New York. Der Mai ist Rekord-Monat in New York - normalerweise. Bei den traditionellen Frühjahrsversteigerungen der großen Auktionshäuser werden schwindelerregende Preise erzielt. Aber dieses Jahr ist wegen der Corona-Krise alles anders - und die Zukunft ungewiss.

Im Mai purzeln normalerweise die Rekorde in New York. Für rund 111 Millionen Dollar ersteigerte beispielsweise im vergangenen Jahr die Stiftung von SAP-Mitgründer Hasso Plattner das Gemälde "Meules" des französischen Impressionisten Claude Monet (1840-1926).
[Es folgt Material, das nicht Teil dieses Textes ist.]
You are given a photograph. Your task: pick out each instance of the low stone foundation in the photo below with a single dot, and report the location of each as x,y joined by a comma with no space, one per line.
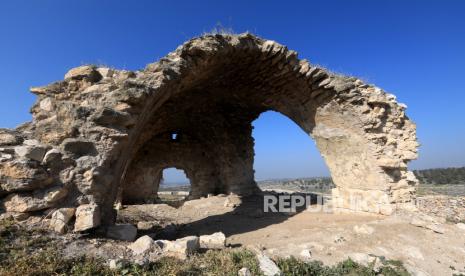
103,134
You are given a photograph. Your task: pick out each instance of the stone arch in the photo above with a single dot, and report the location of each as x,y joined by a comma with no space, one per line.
210,89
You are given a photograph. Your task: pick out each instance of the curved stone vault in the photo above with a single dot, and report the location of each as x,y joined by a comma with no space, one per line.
103,135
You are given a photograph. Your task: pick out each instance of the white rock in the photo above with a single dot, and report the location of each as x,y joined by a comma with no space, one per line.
181,248
105,72
363,258
87,217
460,225
116,263
267,266
364,229
214,241
51,156
306,253
36,152
46,104
244,272
143,245
60,219
124,232
414,253
437,228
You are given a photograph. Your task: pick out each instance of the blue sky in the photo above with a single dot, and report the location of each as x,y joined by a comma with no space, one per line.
414,49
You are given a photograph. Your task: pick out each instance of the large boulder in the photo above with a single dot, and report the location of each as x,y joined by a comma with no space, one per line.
181,248
79,147
23,175
214,241
87,217
8,138
124,232
36,201
31,149
85,72
60,219
267,266
144,245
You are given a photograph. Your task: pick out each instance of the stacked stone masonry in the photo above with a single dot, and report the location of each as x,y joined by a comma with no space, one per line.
103,135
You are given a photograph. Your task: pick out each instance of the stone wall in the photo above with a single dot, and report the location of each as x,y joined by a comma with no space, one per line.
87,142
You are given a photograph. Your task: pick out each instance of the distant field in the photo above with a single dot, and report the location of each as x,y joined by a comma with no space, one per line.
443,189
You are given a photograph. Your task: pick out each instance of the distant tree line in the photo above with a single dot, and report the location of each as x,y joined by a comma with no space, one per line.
441,176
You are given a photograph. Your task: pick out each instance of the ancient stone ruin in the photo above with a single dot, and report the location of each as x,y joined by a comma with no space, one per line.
103,135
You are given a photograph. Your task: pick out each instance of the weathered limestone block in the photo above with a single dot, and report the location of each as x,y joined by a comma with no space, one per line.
110,131
181,248
23,175
60,219
8,138
214,241
36,201
125,232
33,151
87,217
84,72
144,245
79,147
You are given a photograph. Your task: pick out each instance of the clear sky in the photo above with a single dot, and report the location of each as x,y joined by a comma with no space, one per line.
414,49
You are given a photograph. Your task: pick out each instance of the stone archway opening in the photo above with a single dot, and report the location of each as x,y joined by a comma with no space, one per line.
108,133
174,187
282,150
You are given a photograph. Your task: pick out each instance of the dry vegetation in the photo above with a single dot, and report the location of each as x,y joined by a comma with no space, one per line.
35,252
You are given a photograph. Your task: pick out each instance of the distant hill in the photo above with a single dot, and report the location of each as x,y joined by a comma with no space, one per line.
441,176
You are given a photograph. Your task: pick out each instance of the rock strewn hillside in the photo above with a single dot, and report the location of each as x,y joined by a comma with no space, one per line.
441,176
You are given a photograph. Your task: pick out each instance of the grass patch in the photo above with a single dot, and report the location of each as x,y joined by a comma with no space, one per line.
33,252
293,267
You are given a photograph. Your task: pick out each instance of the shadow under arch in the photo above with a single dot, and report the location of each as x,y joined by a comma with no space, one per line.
213,87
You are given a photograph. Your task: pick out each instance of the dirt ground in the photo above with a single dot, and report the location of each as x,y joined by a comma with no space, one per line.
328,237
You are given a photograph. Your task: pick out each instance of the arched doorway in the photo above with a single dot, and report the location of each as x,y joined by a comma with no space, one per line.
221,88
174,187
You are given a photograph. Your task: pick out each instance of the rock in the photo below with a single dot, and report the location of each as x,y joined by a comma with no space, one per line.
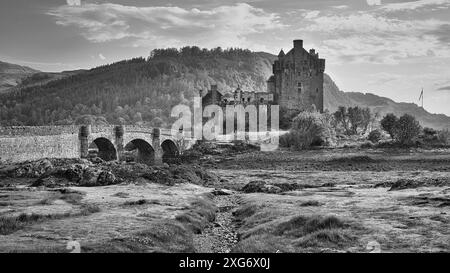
261,186
218,192
74,173
34,169
90,176
48,182
106,178
402,184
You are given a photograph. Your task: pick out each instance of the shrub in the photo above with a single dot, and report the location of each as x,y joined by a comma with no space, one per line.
374,136
444,137
407,128
367,145
429,131
388,124
309,129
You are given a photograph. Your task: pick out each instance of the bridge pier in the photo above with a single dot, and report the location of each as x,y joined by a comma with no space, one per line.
83,136
118,139
156,143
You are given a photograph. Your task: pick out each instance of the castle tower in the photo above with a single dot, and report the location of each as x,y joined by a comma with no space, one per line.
297,81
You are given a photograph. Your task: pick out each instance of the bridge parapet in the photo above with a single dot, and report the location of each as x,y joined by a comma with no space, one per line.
17,131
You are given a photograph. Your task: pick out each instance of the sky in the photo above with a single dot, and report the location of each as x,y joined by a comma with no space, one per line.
391,48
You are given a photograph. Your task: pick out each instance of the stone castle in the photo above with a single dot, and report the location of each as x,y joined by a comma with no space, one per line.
296,83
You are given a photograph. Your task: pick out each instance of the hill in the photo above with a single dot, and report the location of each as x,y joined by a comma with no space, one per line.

Die Heuhaufen wurden damit zum teuersten je versteigerten Monet-Bild und zum ersten impressionistischen Werk, das bei einer Auktion mehr als 100 Millionen Dollar einbrachte. Rekord-Preise und Riesen-Schlagzeilen - für die traditionellen Frühjahrsauktionen der großen New Yorker Auktionshäuser Alltag.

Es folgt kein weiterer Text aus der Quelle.